Opponents of the plan include both businesses and ratepayers, who are concerned with how the new plant would impact prices and the environment. Both groups stress that the new generator is not needed. Large Power Intervenors, a coalition of 11 area industry customers who combined purchase about two-thirds of Minnesota Power’s electricity, filed testimony resisting the new plant this week. The group, which includs mining, paper, and utility companies, is pushing for a interruptible load solution, where companies would pay less for power that would occasionally be interrupted.

“Because the existence of interruptible load allows utilities to avoid building or buying generation capacity to serve these loads, it can provide a win-win-win for the utility,” writes consultant Robert R. Stephens for the group.

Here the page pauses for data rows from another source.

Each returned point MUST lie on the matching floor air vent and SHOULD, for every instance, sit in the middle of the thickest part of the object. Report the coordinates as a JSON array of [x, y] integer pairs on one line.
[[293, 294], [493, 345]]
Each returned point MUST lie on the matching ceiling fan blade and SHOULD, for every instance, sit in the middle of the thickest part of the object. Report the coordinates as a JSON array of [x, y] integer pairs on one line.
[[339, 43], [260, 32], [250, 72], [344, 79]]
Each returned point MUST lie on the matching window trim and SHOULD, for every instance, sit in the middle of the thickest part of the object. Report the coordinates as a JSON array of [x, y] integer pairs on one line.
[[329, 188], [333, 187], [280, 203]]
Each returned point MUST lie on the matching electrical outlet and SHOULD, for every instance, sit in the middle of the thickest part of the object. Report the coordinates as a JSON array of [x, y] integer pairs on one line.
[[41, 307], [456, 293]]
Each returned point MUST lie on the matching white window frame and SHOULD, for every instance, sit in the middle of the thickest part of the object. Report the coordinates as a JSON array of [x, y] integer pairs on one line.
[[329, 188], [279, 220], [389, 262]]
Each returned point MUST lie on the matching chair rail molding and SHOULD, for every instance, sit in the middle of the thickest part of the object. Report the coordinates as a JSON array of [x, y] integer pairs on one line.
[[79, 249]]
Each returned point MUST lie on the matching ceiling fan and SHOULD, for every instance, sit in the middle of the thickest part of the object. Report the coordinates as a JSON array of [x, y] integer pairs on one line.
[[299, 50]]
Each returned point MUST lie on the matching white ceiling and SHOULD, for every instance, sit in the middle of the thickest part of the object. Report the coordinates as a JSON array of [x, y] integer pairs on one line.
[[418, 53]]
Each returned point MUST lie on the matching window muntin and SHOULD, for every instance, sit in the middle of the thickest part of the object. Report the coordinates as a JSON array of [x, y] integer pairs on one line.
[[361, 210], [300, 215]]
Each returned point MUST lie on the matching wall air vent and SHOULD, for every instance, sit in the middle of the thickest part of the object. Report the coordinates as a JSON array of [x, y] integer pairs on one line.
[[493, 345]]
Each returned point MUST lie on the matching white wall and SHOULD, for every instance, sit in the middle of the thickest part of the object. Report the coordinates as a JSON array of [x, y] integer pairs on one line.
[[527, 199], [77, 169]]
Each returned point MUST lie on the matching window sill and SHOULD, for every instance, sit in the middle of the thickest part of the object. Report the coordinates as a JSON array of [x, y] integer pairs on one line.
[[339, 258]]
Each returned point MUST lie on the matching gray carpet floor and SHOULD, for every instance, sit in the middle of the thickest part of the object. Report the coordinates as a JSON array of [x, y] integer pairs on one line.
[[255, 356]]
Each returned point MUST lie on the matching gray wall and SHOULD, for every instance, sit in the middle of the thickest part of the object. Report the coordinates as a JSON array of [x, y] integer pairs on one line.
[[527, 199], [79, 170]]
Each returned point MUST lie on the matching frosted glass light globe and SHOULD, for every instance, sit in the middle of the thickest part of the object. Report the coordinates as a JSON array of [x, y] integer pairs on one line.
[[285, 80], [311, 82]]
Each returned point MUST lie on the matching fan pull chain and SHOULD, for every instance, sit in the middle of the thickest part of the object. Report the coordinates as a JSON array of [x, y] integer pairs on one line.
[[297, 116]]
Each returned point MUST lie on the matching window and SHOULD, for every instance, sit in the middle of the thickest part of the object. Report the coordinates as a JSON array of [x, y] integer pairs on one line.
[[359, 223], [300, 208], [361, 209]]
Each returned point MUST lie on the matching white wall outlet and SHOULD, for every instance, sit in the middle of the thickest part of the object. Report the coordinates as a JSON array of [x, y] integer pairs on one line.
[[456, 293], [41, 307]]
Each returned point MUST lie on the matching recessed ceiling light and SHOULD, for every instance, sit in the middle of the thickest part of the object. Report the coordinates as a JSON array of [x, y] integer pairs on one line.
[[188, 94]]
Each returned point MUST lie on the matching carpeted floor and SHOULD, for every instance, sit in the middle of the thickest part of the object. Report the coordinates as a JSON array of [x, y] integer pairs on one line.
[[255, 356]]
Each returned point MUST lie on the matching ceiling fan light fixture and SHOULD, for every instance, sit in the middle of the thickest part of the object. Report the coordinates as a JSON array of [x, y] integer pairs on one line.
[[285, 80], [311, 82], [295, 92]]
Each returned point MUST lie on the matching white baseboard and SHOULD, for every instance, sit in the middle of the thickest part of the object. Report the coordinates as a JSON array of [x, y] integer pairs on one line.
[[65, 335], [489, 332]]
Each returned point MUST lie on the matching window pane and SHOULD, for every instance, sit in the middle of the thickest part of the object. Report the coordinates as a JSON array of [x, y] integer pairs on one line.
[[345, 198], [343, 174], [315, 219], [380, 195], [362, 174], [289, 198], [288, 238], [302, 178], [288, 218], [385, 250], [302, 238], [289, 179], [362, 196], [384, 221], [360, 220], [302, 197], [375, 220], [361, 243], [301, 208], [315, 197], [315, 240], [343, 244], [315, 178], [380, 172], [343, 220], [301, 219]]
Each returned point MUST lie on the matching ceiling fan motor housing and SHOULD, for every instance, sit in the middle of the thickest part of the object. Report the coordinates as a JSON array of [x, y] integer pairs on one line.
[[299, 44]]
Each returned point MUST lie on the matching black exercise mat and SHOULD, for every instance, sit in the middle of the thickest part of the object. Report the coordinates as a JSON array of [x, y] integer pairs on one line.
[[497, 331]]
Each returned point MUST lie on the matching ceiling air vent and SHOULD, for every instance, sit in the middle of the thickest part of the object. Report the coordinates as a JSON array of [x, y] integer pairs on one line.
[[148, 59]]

The industry figures have found unusual allies in area environmentalists, who see the construction of the new fossil fuel plant as a step backwards from their alternative energy goals.

“As additional power needs increase in the future, Minnesota Power should look for low-cost renewable energy sources such as increased wind, solar, and hydro power. These are becoming lower in cost compared to fossil fuels,” wrote Linda Herron, a Duluth resident with a history of protesting fossil fuel development.

Like many opponents of the new plant, she fears that investing in natural gas generation will slow the state’s transition towards wind and solar power. However, resistance to the plant may hamper Minnesota’s efforts to lower its carbon emissions. Unlike much of the country, which transitioned towards natural gas generators when the fracking boom pushed prices down, Minnesota continues to generate much of its electricity through coal-fired plants.

As a result, the state’s emissions have not fallen at the same rate as the rest of the country. A report by the government watchdog group the Center of the American Experiment earlier this year found that the $10.6 billion Minnesota spent on renewable energy subsidies had only reduced the state’s emissions 6.6 percent between 2005 and 2014. Meanwhile, the U.S. as a whole reduced emissions by 9.3 percent during the same period. Wind generation surged during the same period, but had little effect on reducing emissions.

If state regulators wanted to reduce carbon emissions effectively, they should support transitioning away from coal to fuels that are both cleaner and more cost-effective, advised Steven Hayward, a Berkley scholar who wrote the report.

“If the primary object of Minnesota‚Äôs energy policy is decarbonization, it should allow undistorted market forces to determine the mix of sources to displace coal,” Hayward said. “This may mean wind in some cases, but will probably mean more natural gas.”

If completed, the new natural gas plant would provide power to customers in both Minnesota and Wisconsin. The generator would also be only a small part of a broader portfolio of generation investment. Minnesota Power is planning to boost its alternative energy investments from 30 percent of its portfolio to 44 percent by 2025. To reach these goals, it has announced new wind and solar initiatives planning to purchase power from the 250-megawatt Nobles 2 project in southwestern Minnesota, and from a solar developer in central Minnesota.

Customers are increasingly worried that these innovations will come at a steep price. Between 1990 and 2009, the state enjoyed a price advantage compared to the rest of the country, with utility prices generally about 18 percent lower than the national average. Since 2009, this advantage has disappeared and rate prices reached above the national average for the first time in February 2017.

Despite Minnesota Power’s assurances that the new plant would not necessitate rate increases, the utility’s customers are concerned. Over the summer, the company asked the Minnesota PUC to approve a rate increase that would have raised consumer prices by around $300 over the course of the year. The increase was intended to help transition to renewable energy sources. Given Minnesota’s climate, this primarily means wind. Regulators approved a smaller increase at the end of January, though some customers saw their rates lowered as the new rate replaces a higher transitional rate.

The Minnesota PUC is continuing to study the matter of the proposed plant. For ratepayers, it may be difficult to escape either outages or higher prices. At the same time, the state is continuing to resist adopting the technological advantages that have helped other states reduce their carbon emissions.